Ciao Ale, il molecolare si può usare, ma come in altri campi, macroscopia, microscopia, e così via, anche qui dipende da 1) come si usa il mezzo e 2) come si interpretano i risultati. Ad esempio, fino a dove ci possiamo spingere con il dettaglio nell'analisi molecolare? È chiaro che si mi spingo molto avanti nel dettaglio posso differenziare i biondi dai castani dai rossi, sarebbero specie diverse? sottospecie diverse? Ovviamente no! La sensazione è che stia succedendo un po' questo in tanti campi, sia in botanica che nella micologia, ma mentre in micologia la definizione di specie è molto più sibillina, per gli animali e le piante è un po' più semplice: le specie sono diverse quando se si riproducono tra di loro danno luogo a figli non fertili.
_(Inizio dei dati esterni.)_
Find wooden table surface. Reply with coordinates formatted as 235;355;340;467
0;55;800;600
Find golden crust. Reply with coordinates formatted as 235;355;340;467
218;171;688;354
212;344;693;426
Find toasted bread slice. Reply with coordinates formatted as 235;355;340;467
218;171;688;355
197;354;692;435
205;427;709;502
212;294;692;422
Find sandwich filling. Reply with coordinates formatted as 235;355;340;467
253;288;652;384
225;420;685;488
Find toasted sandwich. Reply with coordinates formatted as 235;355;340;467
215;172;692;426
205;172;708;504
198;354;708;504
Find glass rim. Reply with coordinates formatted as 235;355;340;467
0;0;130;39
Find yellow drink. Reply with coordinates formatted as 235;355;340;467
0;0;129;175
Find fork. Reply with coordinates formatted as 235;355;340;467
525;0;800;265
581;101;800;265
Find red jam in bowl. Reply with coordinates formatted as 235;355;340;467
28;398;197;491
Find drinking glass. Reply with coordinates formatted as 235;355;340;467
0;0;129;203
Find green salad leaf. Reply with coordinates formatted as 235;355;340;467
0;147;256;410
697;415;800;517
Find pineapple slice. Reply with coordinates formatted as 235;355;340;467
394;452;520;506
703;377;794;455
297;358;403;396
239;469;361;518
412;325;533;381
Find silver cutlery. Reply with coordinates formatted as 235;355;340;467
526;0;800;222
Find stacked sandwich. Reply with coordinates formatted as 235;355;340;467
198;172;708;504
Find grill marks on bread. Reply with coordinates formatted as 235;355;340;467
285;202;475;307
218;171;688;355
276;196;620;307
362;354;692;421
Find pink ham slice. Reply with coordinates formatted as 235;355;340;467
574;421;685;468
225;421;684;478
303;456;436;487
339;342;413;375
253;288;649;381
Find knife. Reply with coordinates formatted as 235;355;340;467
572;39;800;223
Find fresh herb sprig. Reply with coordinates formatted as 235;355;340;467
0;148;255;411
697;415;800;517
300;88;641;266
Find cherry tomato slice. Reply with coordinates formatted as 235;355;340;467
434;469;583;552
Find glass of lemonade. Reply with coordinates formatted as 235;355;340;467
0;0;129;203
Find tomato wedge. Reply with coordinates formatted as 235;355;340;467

Se prendiamo per buona questa definzione è chiaro che una popolazione di specie/sottospecie diverse che fanno parte della stessa "popolazione" in un luogo, non reggono a questa definizione, ma ricadono nella varibilità della specie. Ovviamente non voglio confutare illustri scrittori di articoli, e creatori di pletore di specie, ma esprimo solo il mio pensiero di principiante. :fishing6ad:

Tom :)

PS Quello che noi comuni mortali possiamo fare è seguire e cercare di capire quello che viene proposto e scritto da chi ne sa più di noi :296:
PPS Se continuiamo di questo passo resteranno uguali solo i gemelli omozigoti :lol::lol::lol:

Perfettamente d'accordo Tom. Io che ho perso quasi tutti i capelli, come verrò classificato: omo sapiens semi-pelato? :194:

Giuliano.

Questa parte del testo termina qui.